Bunny and Free (2026)

Bunny and Free brings together two interrelated series of essays published initially on Substack in spring/summer 2026.  It is a seemingly desultory collection whose through-line may, at first, be hard to discern. There is, though, a strong emotional undertow that holds them all together. Or at least it felt that way to me writing them. The focal point of Bunny is V.R. “Bunny” Lang, a poet/playwright who came of age as an artist in the 1950s and died young, in 1955. She is best known as Frank O’Hara’s (of Lunch Poems fame) “muse,” with whom he shared both poems and lunches starting in the late 1940s until her untimely death. “Muse” is such a dismissive way to characterize her role in their relationship, which was deep and loving, she serving more often as his mentor than his inspiration. Theirs is a beautiful story of true friendship and mutual trust. The focal point of Free is the character who came to me in a “lucid” dream on the first anniversary of my wife’s death ten years ago, playing out a stunning morality tale that took me months to fully decode. He and that dream became the capstones for the first book I wrote from the shadow of that loss, This Fall, still my keystone book.
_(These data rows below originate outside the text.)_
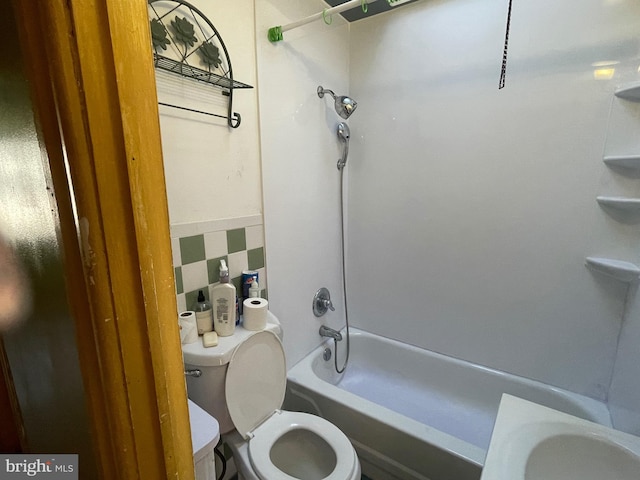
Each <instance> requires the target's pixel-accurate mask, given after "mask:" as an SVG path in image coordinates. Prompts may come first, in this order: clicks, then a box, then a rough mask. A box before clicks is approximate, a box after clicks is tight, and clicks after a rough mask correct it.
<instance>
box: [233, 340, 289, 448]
mask: <svg viewBox="0 0 640 480" xmlns="http://www.w3.org/2000/svg"><path fill="white" fill-rule="evenodd" d="M286 386H287V365H286V362H285V357H284V349H283V347H282V342H280V339H279V338H278V337H277V336H276V335H275V334H274V333H273V332H268V331H262V332H257V333H255V334H254V335H252V336H251V337H249V338H248V339H246V340H245V341H244V342H242V343H241V344H240V345H238V348H236V351H235V352H234V353H233V356H232V358H231V361H230V362H229V367H228V368H227V377H226V379H225V397H226V400H227V408H228V409H229V416H230V417H231V420H232V421H233V425H234V426H235V427H236V430H238V433H240V435H242V437H243V438H244V439H245V440H246V439H248V438H249V437H250V436H251V432H252V431H253V430H254V429H255V428H256V427H257V426H258V425H260V424H261V423H262V422H263V421H265V420H266V419H267V418H269V417H270V416H271V415H272V414H273V412H275V411H276V410H277V409H279V408H280V407H281V406H282V402H283V401H284V394H285V390H286Z"/></svg>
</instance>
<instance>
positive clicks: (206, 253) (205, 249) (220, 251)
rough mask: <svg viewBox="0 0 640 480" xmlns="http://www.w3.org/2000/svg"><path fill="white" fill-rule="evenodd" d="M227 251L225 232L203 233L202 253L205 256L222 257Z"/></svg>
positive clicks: (226, 233)
mask: <svg viewBox="0 0 640 480" xmlns="http://www.w3.org/2000/svg"><path fill="white" fill-rule="evenodd" d="M227 252H228V247H227V232H226V231H220V232H210V233H205V234H204V254H205V257H206V258H218V257H224V256H225V255H226V254H227Z"/></svg>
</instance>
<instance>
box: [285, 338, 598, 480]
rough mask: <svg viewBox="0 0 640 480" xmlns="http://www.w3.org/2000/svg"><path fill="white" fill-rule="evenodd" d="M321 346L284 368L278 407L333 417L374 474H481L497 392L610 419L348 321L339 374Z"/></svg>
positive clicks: (547, 387) (579, 405)
mask: <svg viewBox="0 0 640 480" xmlns="http://www.w3.org/2000/svg"><path fill="white" fill-rule="evenodd" d="M343 335H344V332H343ZM344 343H345V342H344V341H343V342H340V344H341V348H344V347H343V344H344ZM325 347H331V350H332V351H333V341H330V342H327V343H325V344H324V345H322V346H321V347H319V348H318V349H316V350H315V351H313V352H312V353H311V354H309V355H308V356H307V357H305V358H304V359H303V360H301V361H300V362H299V363H298V364H296V365H295V366H294V367H293V368H292V369H291V370H290V371H289V373H288V382H287V383H288V386H287V397H286V400H285V408H287V409H289V410H300V411H307V412H310V413H315V414H317V415H320V416H322V417H324V418H326V419H328V420H329V421H331V422H332V423H334V424H335V425H337V426H338V427H339V428H340V429H341V430H342V431H343V432H345V433H346V434H347V435H348V436H349V438H350V439H351V441H352V443H353V444H354V446H355V447H356V450H357V451H358V455H359V457H360V460H361V463H362V465H363V472H364V473H365V474H368V475H369V476H371V478H374V479H375V480H386V479H393V478H399V479H431V480H440V479H446V480H449V479H456V480H466V479H476V480H477V479H478V478H480V472H481V469H482V465H483V463H484V458H485V455H486V452H487V448H488V445H489V440H490V437H491V431H492V429H493V424H494V422H495V419H496V414H497V412H498V405H499V403H500V397H501V396H502V393H509V394H511V395H514V396H517V397H521V398H525V399H527V400H530V401H533V402H536V403H539V404H542V405H545V406H548V407H551V408H554V409H556V410H560V411H562V412H565V413H569V414H571V415H575V416H577V417H581V418H584V419H587V420H591V421H593V422H597V423H600V424H603V425H607V426H611V419H610V415H609V411H608V409H607V407H606V405H605V404H603V403H601V402H598V401H596V400H593V399H591V398H587V397H584V396H581V395H577V394H574V393H571V392H568V391H564V390H561V389H558V388H555V387H551V386H549V385H545V384H543V383H540V382H535V381H532V380H528V379H525V378H521V377H517V376H514V375H510V374H507V373H504V372H500V371H496V370H492V369H489V368H486V367H482V366H479V365H474V364H472V363H469V362H465V361H461V360H456V359H454V358H451V357H447V356H444V355H440V354H437V353H434V352H431V351H428V350H423V349H420V348H416V347H413V346H410V345H406V344H403V343H400V342H397V341H394V340H390V339H387V338H383V337H379V336H376V335H372V334H370V333H367V332H363V331H361V330H358V329H355V328H351V357H350V360H349V366H348V368H347V370H346V372H345V373H343V374H342V375H338V374H336V373H335V370H334V366H333V358H332V359H331V360H330V361H324V360H323V358H322V353H323V351H324V349H325ZM341 352H342V350H341V351H340V352H339V356H338V363H339V364H341V362H342V360H343V358H344V355H340V353H341Z"/></svg>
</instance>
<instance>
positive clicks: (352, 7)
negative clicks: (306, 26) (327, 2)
mask: <svg viewBox="0 0 640 480" xmlns="http://www.w3.org/2000/svg"><path fill="white" fill-rule="evenodd" d="M375 1H377V0H349V1H348V2H345V3H341V4H340V5H336V6H335V7H331V8H325V9H324V10H323V11H321V12H318V13H315V14H313V15H310V16H308V17H306V18H303V19H301V20H298V21H297V22H292V23H288V24H287V25H283V26H280V25H278V26H276V27H271V28H270V29H269V32H268V33H267V37H268V38H269V41H270V42H272V43H273V42H279V41H280V40H282V33H283V32H286V31H287V30H293V29H294V28H297V27H301V26H302V25H306V24H307V23H311V22H315V21H316V20H319V19H321V18H322V19H324V22H325V23H326V24H327V25H329V24H330V23H331V15H332V14H334V13H341V12H344V11H345V10H351V9H352V8H355V7H357V6H359V5H360V6H362V11H363V12H365V13H366V11H367V4H368V3H373V2H375ZM388 1H389V4H390V5H391V4H392V3H393V1H392V0H388ZM396 2H397V0H396ZM397 3H399V2H397Z"/></svg>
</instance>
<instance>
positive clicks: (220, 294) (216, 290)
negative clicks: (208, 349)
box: [211, 260, 236, 337]
mask: <svg viewBox="0 0 640 480" xmlns="http://www.w3.org/2000/svg"><path fill="white" fill-rule="evenodd" d="M211 294H212V297H213V328H214V330H215V331H216V333H217V334H218V335H219V336H221V337H228V336H229V335H233V332H234V331H235V328H236V287H234V286H233V284H231V283H229V269H228V268H227V264H226V262H225V261H224V260H220V283H219V284H217V285H216V286H214V287H213V289H212V291H211Z"/></svg>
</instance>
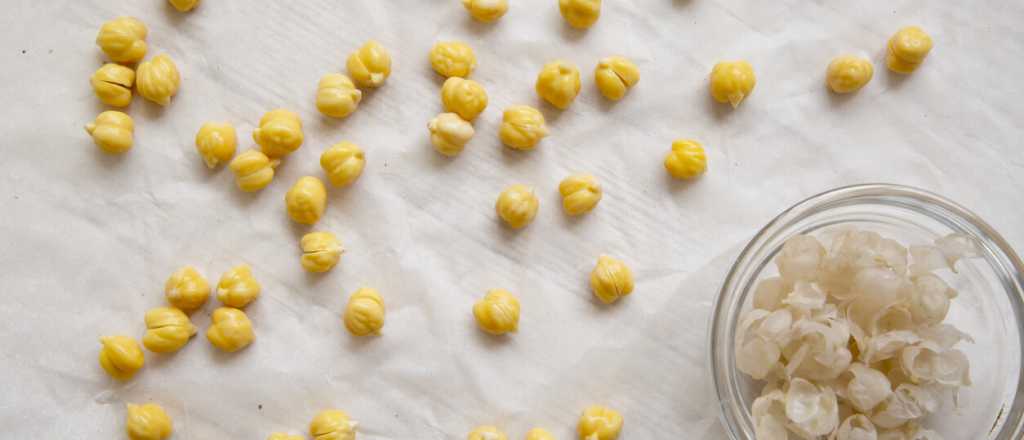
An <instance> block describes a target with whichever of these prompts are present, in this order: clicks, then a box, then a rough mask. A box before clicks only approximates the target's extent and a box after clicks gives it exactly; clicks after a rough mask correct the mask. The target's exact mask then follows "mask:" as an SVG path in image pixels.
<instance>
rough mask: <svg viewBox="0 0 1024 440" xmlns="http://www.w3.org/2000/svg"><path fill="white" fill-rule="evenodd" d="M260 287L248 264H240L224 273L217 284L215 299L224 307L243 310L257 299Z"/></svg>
mask: <svg viewBox="0 0 1024 440" xmlns="http://www.w3.org/2000/svg"><path fill="white" fill-rule="evenodd" d="M259 293H260V285H259V281H257V280H256V277H254V276H253V271H252V268H250V267H249V265H248V264H240V265H238V266H234V267H232V268H231V269H230V270H228V271H226V272H224V274H223V275H221V276H220V281H219V282H217V299H218V300H220V302H221V303H223V304H224V305H225V306H228V307H234V308H237V309H241V308H245V306H248V305H249V303H251V302H253V301H254V300H256V298H258V297H259Z"/></svg>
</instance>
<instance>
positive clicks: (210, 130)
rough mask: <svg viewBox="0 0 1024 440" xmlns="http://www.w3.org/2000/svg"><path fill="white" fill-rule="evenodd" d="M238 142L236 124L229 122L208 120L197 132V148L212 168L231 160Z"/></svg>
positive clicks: (196, 148)
mask: <svg viewBox="0 0 1024 440" xmlns="http://www.w3.org/2000/svg"><path fill="white" fill-rule="evenodd" d="M238 143H239V141H238V136H237V135H236V133H234V126H232V125H230V124H227V123H219V122H208V123H206V124H203V126H202V127H200V128H199V132H197V133H196V150H197V151H199V156H200V157H202V158H203V162H204V163H205V164H206V166H207V168H211V169H213V168H216V167H217V166H218V165H220V164H222V163H224V162H227V161H230V160H231V158H232V157H234V148H236V146H237V145H238Z"/></svg>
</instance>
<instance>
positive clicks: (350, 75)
mask: <svg viewBox="0 0 1024 440" xmlns="http://www.w3.org/2000/svg"><path fill="white" fill-rule="evenodd" d="M346 67H347V68H348V75H349V76H351V77H352V81H355V84H358V85H359V87H380V86H381V85H383V84H384V80H386V79H387V77H388V76H389V75H391V55H390V54H388V52H387V49H385V48H384V46H381V45H380V43H378V42H376V41H374V40H370V41H368V42H367V43H366V44H364V45H362V47H360V48H359V49H358V50H356V51H354V52H352V54H351V55H348V62H347V63H346Z"/></svg>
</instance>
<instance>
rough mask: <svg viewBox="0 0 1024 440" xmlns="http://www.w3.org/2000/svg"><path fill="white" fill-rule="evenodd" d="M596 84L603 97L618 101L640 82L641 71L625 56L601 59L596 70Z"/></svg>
mask: <svg viewBox="0 0 1024 440" xmlns="http://www.w3.org/2000/svg"><path fill="white" fill-rule="evenodd" d="M594 82H595V83H596V84H597V89H598V90H599V91H600V92H601V95H603V96H604V97H605V98H608V99H610V100H613V101H617V100H620V99H622V98H623V97H624V96H626V92H628V91H629V89H630V88H632V87H633V86H635V85H636V84H637V83H639V82H640V69H638V68H637V64H635V63H633V61H631V60H630V59H629V58H626V57H625V56H608V57H606V58H601V60H600V61H598V62H597V68H596V69H594Z"/></svg>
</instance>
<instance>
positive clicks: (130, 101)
mask: <svg viewBox="0 0 1024 440" xmlns="http://www.w3.org/2000/svg"><path fill="white" fill-rule="evenodd" d="M89 84H92V91H93V92H94V93H95V94H96V97H97V98H99V100H100V101H102V102H103V103H104V104H106V105H112V106H116V107H124V106H128V104H130V103H131V87H132V85H133V84H135V71H133V70H131V69H129V68H126V67H124V65H121V64H115V63H113V62H108V63H105V64H103V65H102V67H100V68H99V69H98V70H96V72H95V73H93V74H92V77H90V78H89Z"/></svg>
Because I was discombobulated when I started all this, the self-revelatory aspect of the Bunny series left me very anxious, enough so that I actually unpublished three of the essays. When I reread them after I started Free, I couldn’t fathom what I was so unnerved about, and I re-published them. Here’s what I concluded: Last spring I was feeling vulnerable, unsafe, really, a state of mind that inclines me (as I assume it would anyone) to avoid sharing overly personal material that others might use to judge or criticize me. Now I am serene and confident again, back on my game, so can easily assume such a risk. That’s a lot to get from writing, which is the primary reason I do so much of it. No matter my discombobulation, hunky dory is usually waiting at the other end of the line, of all those lines I have to write to get there. I hope you will enjoy reading about my “trip.”